Par Julien Dray
On a voulu tourner le dos et même tenter de stigmatiser, de discréditer voire de criminaliser un mouvement qui, en France, a démarré sur une mesure que l’on pensait anecdotique. On a voulu ignorer ce qui semblait un fatras de revendications iconoclastes et quelque fois radicales. Au mieux, on a fait semblant mais on n’a rien changé.
Ce que l’on a délibérément traité comme un simple épiphénomène a certes été affaibli mais il n’a pas disparu. Il s’est même étendu bien au delà de nos frontières. On fait ainsi référence au mouvement des Gilets jaunes dans nombre de ceux qui se développent dans le monde. Il a annoncé ce qui se passe partout. D’une ampleur inédite. Les radicalités populaires se mettent en marche contre « le système ». Radicalités des revendications contre « radicalisme des pouvoirs ». La révolte populaire part en guerre contre le capitalisme, contre toutes les formes de totalitarisme, contre le libéralisme économique.
Le nombre de pays qui aujourd’hui connaissent une révolte populaire ne cesse d’augmenter. Ces révoltes ont toutes des points communs et on ne pourra pas longtemps encore les ignorer. Du Chili au Liban, en passant par l’Equateur, l’Algérie et Hongkong, ce sont les mêmes mots qui reviennent : justice, corruption, démocratie, dignité, respect….
Aux quatre coins du globe, ce sont des petits riens qui ont déclenché la mobilisation des peuples. C’est bien que l’acceptation d’une fatalité imposée d’en haut arrive au bout. Que plus rien n’est supportable lorsque la vie et la dignité sont en jeu. Sa propre vie et celle de la planète. Sa dignité d’humain.
Chaque mouvement se nourrit des autres. Malgré la réticence de certains médias à informer en temps réel, la révolte s’étend. Les réseaux sociaux prennent le relais. Aujourd’hui tout le monde sait au Chili ce qui se passe au Liban et réciproquement. On se reconnaît dans les mêmes souffrances, dans les mêmes inégalités, dans les mêmes injustices. On se convainc, à travers l’autre de la légitimité de son combat.
« Si la jeunesse n’a pas toujours raison, la société qui la méconnait et qui la frappe a toujours tort » (François Mitterrand)

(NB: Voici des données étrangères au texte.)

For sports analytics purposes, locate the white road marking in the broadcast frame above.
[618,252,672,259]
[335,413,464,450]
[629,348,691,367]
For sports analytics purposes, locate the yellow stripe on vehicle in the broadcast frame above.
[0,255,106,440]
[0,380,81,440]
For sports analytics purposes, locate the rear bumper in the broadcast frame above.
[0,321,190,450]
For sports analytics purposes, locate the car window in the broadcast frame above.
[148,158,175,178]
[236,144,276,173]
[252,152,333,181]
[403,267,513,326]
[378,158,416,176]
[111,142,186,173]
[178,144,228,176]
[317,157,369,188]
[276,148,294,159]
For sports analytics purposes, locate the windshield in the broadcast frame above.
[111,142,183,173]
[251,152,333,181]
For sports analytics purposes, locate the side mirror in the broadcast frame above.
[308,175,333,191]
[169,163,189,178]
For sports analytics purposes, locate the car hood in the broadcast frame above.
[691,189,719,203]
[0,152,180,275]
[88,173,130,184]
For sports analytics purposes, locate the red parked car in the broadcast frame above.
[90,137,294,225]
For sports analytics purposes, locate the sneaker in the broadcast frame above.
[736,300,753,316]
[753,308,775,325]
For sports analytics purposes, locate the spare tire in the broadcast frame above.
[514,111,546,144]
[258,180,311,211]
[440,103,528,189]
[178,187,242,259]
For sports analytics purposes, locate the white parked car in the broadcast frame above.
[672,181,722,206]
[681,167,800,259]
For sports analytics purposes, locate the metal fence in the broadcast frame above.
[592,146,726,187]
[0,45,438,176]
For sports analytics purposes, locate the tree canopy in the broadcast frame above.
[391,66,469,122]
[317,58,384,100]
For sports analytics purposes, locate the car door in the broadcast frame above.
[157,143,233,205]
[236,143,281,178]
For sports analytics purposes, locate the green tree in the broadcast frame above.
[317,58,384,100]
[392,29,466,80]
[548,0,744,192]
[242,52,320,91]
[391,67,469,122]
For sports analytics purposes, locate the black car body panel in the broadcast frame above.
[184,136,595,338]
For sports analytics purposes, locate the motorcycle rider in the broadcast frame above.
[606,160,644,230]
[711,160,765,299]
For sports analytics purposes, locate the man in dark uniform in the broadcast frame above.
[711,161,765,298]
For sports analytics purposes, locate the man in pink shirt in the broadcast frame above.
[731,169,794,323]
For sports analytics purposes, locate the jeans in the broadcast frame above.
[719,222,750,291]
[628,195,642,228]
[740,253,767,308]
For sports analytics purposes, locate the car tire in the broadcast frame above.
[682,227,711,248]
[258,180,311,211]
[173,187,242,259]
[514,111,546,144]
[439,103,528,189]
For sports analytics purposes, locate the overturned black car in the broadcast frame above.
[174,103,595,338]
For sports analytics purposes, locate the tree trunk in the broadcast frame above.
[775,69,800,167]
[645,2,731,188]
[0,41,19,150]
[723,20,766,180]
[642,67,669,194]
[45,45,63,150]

Oui, la jeunesse s’engage à nouveau, partout. Elle n’a pas de passé. Pas de crédit. Elle est libre de ses mouvements. Elle ne porte pas sur le dos le poids des échecs et des erreurs de ses ainés. On l’a condamnée sur l’hôtel du profit ? Sur l’hôtel de la croissance aveugle ? Sur l’hôtel de la finance ? la jeunesse réclame donc son droit à l’avenir. Elle le veut juste, prospère, heureux et respectueux.
Elle oppose sa fraicheur et sa détermination à la violence. Une violence qui elle aussi s’étend. La violence policière surtout.

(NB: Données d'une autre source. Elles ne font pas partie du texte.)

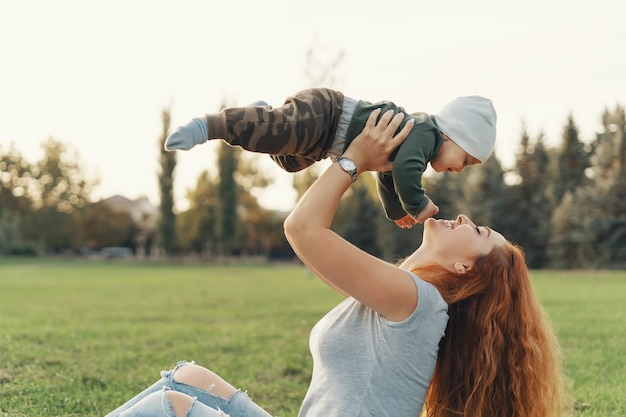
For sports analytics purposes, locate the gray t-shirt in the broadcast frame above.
[299,274,448,417]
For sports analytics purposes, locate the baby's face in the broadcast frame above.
[430,135,480,172]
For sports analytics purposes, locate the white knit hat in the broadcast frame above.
[434,96,497,162]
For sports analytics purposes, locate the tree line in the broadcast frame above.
[0,105,626,268]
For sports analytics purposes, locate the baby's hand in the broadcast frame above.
[394,214,417,229]
[415,197,439,224]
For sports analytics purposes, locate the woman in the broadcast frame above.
[109,112,562,417]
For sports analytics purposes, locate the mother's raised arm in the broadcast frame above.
[285,107,417,321]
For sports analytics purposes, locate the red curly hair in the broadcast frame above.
[413,242,564,417]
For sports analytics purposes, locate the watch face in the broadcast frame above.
[339,158,356,171]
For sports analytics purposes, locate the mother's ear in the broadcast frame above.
[454,262,470,274]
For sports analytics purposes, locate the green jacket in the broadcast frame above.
[345,101,443,220]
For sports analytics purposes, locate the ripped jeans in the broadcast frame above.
[106,361,271,417]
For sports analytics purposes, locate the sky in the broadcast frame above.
[0,0,626,210]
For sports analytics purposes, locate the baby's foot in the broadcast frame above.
[165,117,209,151]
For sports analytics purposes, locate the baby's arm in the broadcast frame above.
[415,197,439,224]
[394,214,417,229]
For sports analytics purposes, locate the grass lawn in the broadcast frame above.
[0,259,626,417]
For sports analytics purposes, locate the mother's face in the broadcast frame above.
[422,214,506,272]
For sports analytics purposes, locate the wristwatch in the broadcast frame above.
[337,156,358,182]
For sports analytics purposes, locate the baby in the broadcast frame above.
[165,88,497,228]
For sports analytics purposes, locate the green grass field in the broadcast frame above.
[0,259,626,417]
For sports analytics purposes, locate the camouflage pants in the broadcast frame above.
[206,88,344,172]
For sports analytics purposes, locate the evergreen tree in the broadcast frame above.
[547,191,584,269]
[22,138,91,253]
[551,114,590,204]
[217,143,241,255]
[576,106,626,268]
[506,129,552,268]
[158,110,178,255]
[178,171,219,256]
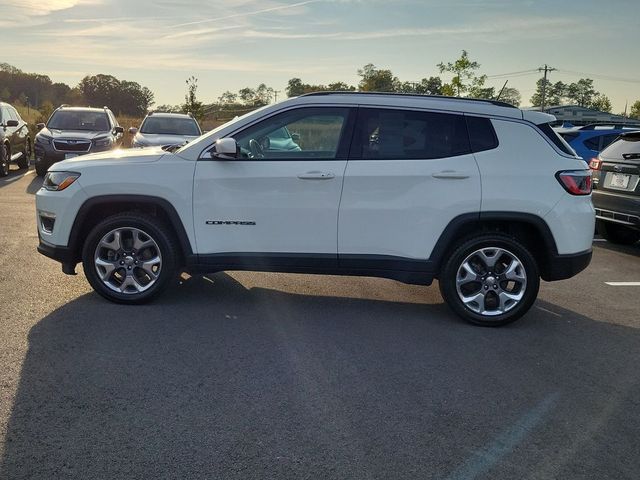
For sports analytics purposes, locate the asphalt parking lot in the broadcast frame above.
[0,167,640,479]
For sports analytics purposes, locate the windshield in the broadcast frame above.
[140,117,200,137]
[47,110,111,132]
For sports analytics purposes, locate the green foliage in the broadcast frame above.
[285,78,356,97]
[78,74,154,116]
[437,50,489,98]
[589,93,612,113]
[182,75,204,121]
[358,63,401,92]
[629,100,640,120]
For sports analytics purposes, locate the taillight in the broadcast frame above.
[556,170,591,195]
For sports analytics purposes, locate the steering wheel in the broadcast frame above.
[249,138,264,158]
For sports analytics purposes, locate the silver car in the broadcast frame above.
[129,112,202,147]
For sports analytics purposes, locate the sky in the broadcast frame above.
[0,0,640,113]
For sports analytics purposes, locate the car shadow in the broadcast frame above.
[0,163,29,188]
[0,273,640,479]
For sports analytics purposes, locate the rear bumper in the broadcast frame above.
[593,190,640,228]
[542,249,592,282]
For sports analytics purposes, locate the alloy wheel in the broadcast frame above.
[456,247,527,316]
[94,227,162,295]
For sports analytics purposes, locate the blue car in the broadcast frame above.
[556,123,640,163]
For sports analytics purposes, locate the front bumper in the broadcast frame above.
[593,190,640,229]
[541,249,592,282]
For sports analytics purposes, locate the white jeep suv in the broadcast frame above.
[36,93,595,325]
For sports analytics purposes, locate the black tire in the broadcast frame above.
[17,138,31,170]
[598,221,640,245]
[0,144,11,177]
[36,158,51,177]
[82,212,180,304]
[439,233,540,327]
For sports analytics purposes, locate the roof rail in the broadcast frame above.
[579,122,640,130]
[300,91,518,108]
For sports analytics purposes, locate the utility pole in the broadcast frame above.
[538,63,556,112]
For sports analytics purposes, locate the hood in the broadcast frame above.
[133,132,198,147]
[50,147,166,172]
[36,128,110,140]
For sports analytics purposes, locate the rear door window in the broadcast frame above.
[350,107,471,160]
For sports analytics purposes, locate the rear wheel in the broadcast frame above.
[82,213,179,304]
[18,138,31,170]
[0,144,10,177]
[598,221,640,245]
[440,233,540,326]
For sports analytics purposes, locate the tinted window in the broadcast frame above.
[140,116,200,137]
[537,123,574,156]
[600,132,640,160]
[47,110,111,132]
[351,108,470,160]
[466,116,498,152]
[234,108,349,159]
[582,137,600,152]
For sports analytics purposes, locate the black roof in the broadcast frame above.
[300,91,518,108]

Ce n’est pas uniquement le combat de la jeunesse, c’est celui de tous. Elle est cependant l’appel d’air, une force d’entrainement de la société. Elle la remobilise ! Elle témoigne de cette aspiration collective à une démocratie qui n’oublierait personne, à une liberté conquise en commun. Une fusion générationnelle s’opère sous nos yeux. Elle n’est pas confessionnelle, elle n’est pas arrimée à une quelconque idéologie, elle est le sursaut salutaire de la condition humaine !
Du côté des chancelleries ; est-ce la peur qui domine ? Tant les responsables politiques que l’ensemble des tenants du système sont encore dans la recherche de ce qui pourrait sauver leurs pouvoirs. Personne ne veut comprendre que l’histoire prend un virage. Que la direction qu’elle prend n’est pas celle qu’ils voulaient pour horizon. Un horizon…à courte vue.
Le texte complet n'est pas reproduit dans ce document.